The topic of the radio talk show was love, and the newlyweds sitting side by side behind studio microphones were brimming with it.
He had noticed her on Facebook and messaged her several times, finally traveling 125 miles to see her after she agreed to a date. She touched his arm, remembering how they had talked that night until after 4 a.m.
The host smiled. “We don’t want to propagate Facebook stalking,” he said, “but in this case it seems to have worked.”
Just your average Sunday afternoon radio fare — except that the host was Harish Iyer, perhaps India’s most outspoken gay rights activist, and his guests were a transgender woman and her straight husband.
They were speaking on “Gaydio,” the first radio show dedicated to LGBTQ issues in India, where homosexuality is taboo, same-sex relations are officially illegal and most marriages still take place within socially prescribed boundaries of caste and religion, not to mention gender.
The weekly two-hour program airing in Mumbai and two other cities since mid-July is a quietly revolutionary experiment in broadening India’s concept of love. The week before Madhuri Sarode Sharma, the transgender woman, and her husband, Jay Sharma, were invited on the show, its guests were two men, a Muslim and a Sikh, who have been together for more than a decade.
“I’d like to bring on a bisexual man — they are one of the most invisible communities,” Iyer said, sipping water after the taping in suburban Mumbai. “The point of the show is to create a safe space, an infrastructure where you can come and speak about your lives.”
Like many transgender Indian women, Madhuri Sharma is a hijra, part of a community that appears in ancient Hindu texts and is often invited to dance at weddings because they are believed to bring good fortune.

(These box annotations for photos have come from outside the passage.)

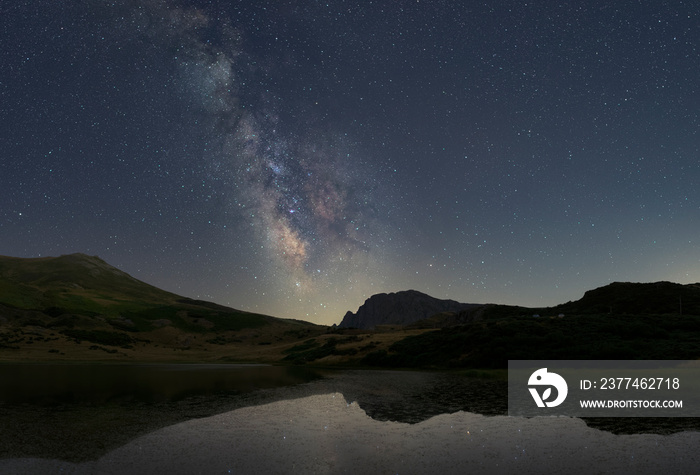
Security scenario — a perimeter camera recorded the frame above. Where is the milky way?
[0,0,700,323]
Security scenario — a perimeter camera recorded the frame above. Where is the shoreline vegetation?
[0,254,700,370]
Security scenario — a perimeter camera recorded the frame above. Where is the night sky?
[0,0,700,324]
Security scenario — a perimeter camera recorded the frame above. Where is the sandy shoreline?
[0,393,700,474]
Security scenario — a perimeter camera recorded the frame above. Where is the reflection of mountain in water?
[326,371,508,424]
[0,365,700,462]
[324,371,700,435]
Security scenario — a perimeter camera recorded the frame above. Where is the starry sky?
[0,0,700,324]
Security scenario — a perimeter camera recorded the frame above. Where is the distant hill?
[339,290,481,329]
[0,254,324,359]
[554,282,700,315]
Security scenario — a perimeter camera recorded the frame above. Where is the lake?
[0,364,700,474]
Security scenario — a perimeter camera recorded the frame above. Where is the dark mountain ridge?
[339,290,481,329]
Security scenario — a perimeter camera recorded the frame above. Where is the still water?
[0,365,700,474]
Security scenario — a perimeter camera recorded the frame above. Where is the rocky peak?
[340,290,479,329]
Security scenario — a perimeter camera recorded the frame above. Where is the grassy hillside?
[0,254,325,360]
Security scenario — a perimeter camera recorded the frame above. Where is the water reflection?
[0,365,700,462]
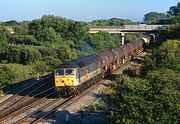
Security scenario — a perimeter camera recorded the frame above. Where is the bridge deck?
[89,25,164,33]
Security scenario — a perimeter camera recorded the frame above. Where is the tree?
[167,2,180,16]
[144,12,168,24]
[0,24,7,43]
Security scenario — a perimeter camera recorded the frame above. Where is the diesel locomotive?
[54,37,151,96]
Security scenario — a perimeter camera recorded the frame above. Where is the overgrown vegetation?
[107,3,180,124]
[0,15,139,86]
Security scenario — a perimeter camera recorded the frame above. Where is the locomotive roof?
[58,55,99,68]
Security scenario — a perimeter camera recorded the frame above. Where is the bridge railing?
[90,24,165,30]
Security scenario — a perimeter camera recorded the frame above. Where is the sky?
[0,0,179,21]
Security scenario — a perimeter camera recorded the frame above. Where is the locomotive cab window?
[65,69,74,75]
[56,69,64,76]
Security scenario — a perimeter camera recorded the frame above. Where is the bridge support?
[121,32,125,45]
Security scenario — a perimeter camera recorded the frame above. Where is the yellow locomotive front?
[55,68,78,87]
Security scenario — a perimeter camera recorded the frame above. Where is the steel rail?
[0,81,52,118]
[0,75,52,107]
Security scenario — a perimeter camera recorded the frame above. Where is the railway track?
[0,87,55,123]
[26,81,99,124]
[0,52,146,124]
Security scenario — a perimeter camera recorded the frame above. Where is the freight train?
[54,37,151,96]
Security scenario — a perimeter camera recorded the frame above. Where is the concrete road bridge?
[89,24,165,45]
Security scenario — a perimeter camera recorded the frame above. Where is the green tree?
[167,2,180,16]
[0,65,16,87]
[0,24,7,43]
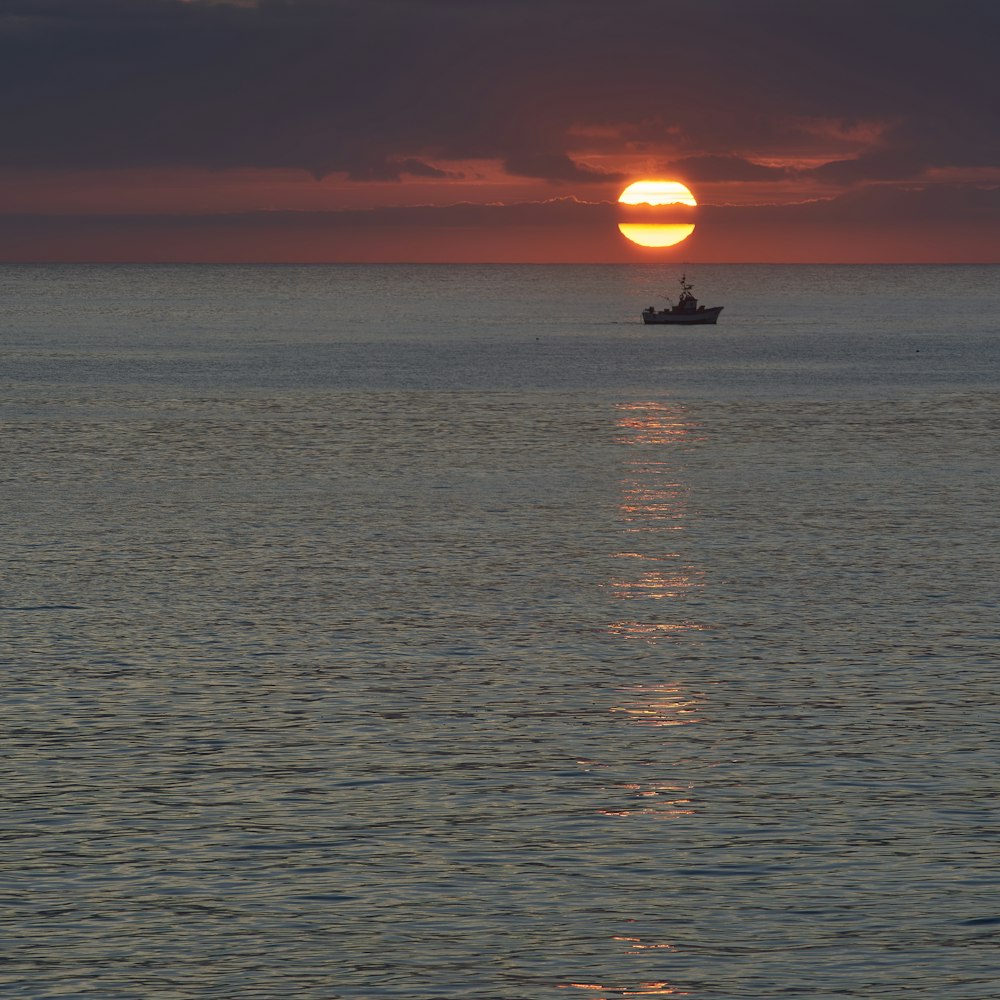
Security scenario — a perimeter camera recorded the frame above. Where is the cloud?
[504,153,626,184]
[663,155,792,182]
[0,0,1000,187]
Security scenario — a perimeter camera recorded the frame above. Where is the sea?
[0,264,1000,1000]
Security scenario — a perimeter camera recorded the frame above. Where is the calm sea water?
[0,266,1000,1000]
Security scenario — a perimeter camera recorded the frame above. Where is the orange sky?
[0,0,1000,262]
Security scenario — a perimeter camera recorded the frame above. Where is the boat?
[642,274,724,326]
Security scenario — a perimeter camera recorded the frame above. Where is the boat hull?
[642,306,723,326]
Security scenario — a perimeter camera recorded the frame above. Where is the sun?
[618,181,698,207]
[618,180,698,247]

India’s Supreme Court has enshrined a person’s right to identify as transgender and set aside places for such people in schools and government jobs. Some states even subsidize sex reassignment surgeries, such as the one Madhuri Sharma, who was born as a man named Prakash, underwent beginning a decade ago.
But most hijras still live on the margins, reduced to prostitution or begging on street corners. Until December, when the Sharmas were wed in a traditional Hindu temple ceremony — she wearing a red sari and garlands around her neck, he a white suit and turban — no transgender Indian had married openly.
In the taping, Iyer asked Madhuri Sharma, who is slender and chatty, about the reputation that hijras have for being belligerent, particularly when asking for money.
“Transgender people don’t get love from anywhere,” she said. “That’s why they are aggressive.”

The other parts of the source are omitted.